Jeszcze w XIX wieku ludność mieszkająca w okolicy Jeziora Lednickiego przekazywała sobie wieść, że złoty tron został zatopiony w lednickim jeziorze. Liczne archeologiczne badania podwodne prowadzone na dnie jeziora nie odkryły jednak tronu. Znaleziono natomiast bardzo dużo mieczy, hełmów, grotów strzał i włóczni z początku XI w., szczególnie wzdłuż tych odcinków dna jeziora, nad którymi znajdowały się mosty łączące wyspę z lądem stałym - zarówno od strony Poznania, jak i od strony Gniezna. Daje nam to obraz zaciekłej, choć nieskutecznej, obrony grodu przed czeską armią.

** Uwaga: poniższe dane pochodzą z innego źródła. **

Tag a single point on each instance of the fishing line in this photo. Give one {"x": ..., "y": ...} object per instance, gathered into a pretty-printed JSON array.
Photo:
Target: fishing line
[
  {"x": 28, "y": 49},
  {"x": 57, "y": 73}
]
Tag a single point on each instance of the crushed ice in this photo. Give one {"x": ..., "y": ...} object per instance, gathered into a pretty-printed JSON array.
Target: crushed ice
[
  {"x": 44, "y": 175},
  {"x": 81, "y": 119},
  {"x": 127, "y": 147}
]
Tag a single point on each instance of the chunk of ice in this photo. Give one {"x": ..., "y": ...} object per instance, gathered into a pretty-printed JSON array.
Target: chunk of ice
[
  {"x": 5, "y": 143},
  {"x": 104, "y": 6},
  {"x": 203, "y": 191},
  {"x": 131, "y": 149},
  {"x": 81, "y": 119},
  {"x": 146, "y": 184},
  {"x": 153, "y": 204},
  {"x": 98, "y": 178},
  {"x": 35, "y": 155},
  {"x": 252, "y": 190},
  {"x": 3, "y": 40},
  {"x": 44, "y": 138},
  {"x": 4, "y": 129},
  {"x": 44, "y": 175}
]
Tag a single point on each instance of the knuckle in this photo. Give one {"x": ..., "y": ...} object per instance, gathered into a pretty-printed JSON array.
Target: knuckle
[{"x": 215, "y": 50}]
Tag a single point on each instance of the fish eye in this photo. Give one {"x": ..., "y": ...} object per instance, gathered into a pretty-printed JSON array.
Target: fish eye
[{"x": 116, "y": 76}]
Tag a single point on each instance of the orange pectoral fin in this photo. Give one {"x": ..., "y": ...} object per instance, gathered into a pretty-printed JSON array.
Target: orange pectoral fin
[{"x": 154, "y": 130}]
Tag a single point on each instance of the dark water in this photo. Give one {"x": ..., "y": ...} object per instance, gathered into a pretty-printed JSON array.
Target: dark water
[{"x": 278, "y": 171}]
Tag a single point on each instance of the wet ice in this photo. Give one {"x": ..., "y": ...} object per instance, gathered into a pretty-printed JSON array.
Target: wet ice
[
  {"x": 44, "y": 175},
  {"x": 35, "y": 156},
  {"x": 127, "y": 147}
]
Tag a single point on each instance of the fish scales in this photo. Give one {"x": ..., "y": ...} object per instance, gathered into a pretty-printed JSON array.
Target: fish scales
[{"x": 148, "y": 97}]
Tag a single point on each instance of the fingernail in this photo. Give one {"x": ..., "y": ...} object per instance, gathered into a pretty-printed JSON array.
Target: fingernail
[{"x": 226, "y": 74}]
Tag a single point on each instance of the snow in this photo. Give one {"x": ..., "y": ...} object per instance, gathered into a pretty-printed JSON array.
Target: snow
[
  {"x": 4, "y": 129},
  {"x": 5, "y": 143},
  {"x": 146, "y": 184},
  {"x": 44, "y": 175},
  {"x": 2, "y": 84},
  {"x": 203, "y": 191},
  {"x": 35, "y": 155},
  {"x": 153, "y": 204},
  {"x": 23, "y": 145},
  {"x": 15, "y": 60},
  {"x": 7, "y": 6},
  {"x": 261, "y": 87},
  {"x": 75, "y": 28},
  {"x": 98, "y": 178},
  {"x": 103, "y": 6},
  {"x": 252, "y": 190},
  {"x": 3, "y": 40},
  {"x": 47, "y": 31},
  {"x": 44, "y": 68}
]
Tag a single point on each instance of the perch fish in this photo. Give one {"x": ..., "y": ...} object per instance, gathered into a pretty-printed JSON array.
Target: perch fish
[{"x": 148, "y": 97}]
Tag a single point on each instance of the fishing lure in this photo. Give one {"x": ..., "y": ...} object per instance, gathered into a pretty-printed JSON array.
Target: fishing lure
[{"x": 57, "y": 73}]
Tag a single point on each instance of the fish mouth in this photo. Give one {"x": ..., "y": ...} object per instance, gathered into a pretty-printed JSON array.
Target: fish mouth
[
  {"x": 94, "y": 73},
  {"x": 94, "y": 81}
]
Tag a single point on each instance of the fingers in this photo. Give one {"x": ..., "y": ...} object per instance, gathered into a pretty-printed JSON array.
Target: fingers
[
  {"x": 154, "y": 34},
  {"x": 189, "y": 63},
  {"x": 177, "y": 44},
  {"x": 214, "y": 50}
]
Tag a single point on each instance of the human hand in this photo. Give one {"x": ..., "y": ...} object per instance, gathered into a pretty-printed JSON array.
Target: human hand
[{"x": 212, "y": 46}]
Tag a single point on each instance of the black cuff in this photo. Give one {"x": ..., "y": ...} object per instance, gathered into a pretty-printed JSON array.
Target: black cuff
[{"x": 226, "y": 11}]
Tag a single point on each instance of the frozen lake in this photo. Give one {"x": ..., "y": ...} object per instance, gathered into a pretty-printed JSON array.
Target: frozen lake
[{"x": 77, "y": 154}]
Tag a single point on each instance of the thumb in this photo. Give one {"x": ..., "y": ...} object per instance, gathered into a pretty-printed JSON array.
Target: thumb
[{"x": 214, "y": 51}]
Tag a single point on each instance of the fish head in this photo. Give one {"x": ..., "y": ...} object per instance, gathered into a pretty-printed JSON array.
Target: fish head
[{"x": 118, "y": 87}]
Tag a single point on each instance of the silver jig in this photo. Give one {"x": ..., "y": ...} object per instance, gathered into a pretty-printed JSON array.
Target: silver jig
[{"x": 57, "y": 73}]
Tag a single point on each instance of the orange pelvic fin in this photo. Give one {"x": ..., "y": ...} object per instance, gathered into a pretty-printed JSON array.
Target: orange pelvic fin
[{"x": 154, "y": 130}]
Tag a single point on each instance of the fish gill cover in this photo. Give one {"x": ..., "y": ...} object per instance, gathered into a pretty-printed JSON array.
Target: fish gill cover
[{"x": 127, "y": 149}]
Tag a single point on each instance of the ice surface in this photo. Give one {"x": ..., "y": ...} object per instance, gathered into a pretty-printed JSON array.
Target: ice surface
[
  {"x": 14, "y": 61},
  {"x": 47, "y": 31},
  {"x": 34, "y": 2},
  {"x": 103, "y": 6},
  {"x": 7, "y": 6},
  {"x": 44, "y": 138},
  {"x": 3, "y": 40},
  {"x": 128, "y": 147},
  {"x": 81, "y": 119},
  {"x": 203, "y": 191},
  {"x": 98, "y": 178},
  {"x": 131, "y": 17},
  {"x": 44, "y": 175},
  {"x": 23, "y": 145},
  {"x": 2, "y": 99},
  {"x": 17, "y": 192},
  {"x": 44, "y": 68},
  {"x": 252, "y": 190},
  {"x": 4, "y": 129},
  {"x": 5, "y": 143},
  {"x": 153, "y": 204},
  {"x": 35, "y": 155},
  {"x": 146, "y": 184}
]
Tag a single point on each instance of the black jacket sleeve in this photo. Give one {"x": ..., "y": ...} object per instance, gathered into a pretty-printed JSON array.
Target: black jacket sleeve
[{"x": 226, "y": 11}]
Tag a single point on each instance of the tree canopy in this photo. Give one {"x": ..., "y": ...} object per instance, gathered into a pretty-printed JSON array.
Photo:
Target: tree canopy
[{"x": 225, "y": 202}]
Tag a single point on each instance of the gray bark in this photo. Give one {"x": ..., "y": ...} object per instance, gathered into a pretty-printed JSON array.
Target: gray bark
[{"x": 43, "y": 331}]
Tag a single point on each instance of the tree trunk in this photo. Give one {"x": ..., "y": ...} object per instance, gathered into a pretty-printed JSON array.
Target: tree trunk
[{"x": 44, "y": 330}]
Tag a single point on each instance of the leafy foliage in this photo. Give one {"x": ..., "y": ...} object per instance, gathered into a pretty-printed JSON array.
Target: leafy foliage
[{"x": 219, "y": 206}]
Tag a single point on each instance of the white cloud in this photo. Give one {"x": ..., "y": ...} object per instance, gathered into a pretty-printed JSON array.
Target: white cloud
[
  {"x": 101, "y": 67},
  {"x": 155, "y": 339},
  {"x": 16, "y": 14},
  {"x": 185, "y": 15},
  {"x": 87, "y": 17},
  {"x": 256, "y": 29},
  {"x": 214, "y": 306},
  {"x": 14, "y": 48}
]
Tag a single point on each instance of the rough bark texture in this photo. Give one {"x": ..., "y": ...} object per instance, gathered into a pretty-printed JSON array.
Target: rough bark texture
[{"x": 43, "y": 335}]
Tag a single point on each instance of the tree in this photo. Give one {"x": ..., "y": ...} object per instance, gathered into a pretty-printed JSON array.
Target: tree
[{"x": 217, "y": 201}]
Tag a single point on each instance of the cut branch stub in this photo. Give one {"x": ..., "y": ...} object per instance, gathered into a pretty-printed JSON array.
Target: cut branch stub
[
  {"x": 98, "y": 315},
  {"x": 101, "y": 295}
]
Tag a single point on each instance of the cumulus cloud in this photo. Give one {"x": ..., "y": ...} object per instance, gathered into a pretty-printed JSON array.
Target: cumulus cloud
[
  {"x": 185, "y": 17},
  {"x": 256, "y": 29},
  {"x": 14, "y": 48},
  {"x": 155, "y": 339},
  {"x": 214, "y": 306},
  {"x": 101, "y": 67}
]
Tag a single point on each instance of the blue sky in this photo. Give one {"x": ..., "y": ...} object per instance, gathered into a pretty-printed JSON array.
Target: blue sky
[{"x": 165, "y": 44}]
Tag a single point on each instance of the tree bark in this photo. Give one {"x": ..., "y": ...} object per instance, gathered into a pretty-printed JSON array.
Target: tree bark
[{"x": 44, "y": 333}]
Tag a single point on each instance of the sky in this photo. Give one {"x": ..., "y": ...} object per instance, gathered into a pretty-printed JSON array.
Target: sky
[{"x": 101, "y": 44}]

Minęły stulecia i dopiero w XIX wieku niemieccy badacze, pod wpływem haseł epoki romantyzmu, wczesnośredniowiecznych źródeł oraz legend krążących wśród ludności osiedlonej wokół Jeziora Lednickiego, nagłośnili sprawę cesarskiego tronu. Polscy historycy początkowo z rezerwą, a potem bez zastrzeżeń uznali legendę za wielce prawdopodobną. Najnowszą jej analizę, czyli poszukiwanie owego „ziarna prawdy w legendzie”, przeprowadził Jan Leśny w pracy „Lednickie podanie o tronie monarszym i jego historyczne korzenie” (Studia Lednickie, 1994), w której sugeruje, że chodzi tu o kamienny (a nie złoty) tron, który znajdował się w rezydencji na Ostrowie Lednickim.
Jest jednak duże prawdopodobieństwo, że tron był wielki, ciężki i ze złota, oraz że został ukryty w pobliżu naszego miasta.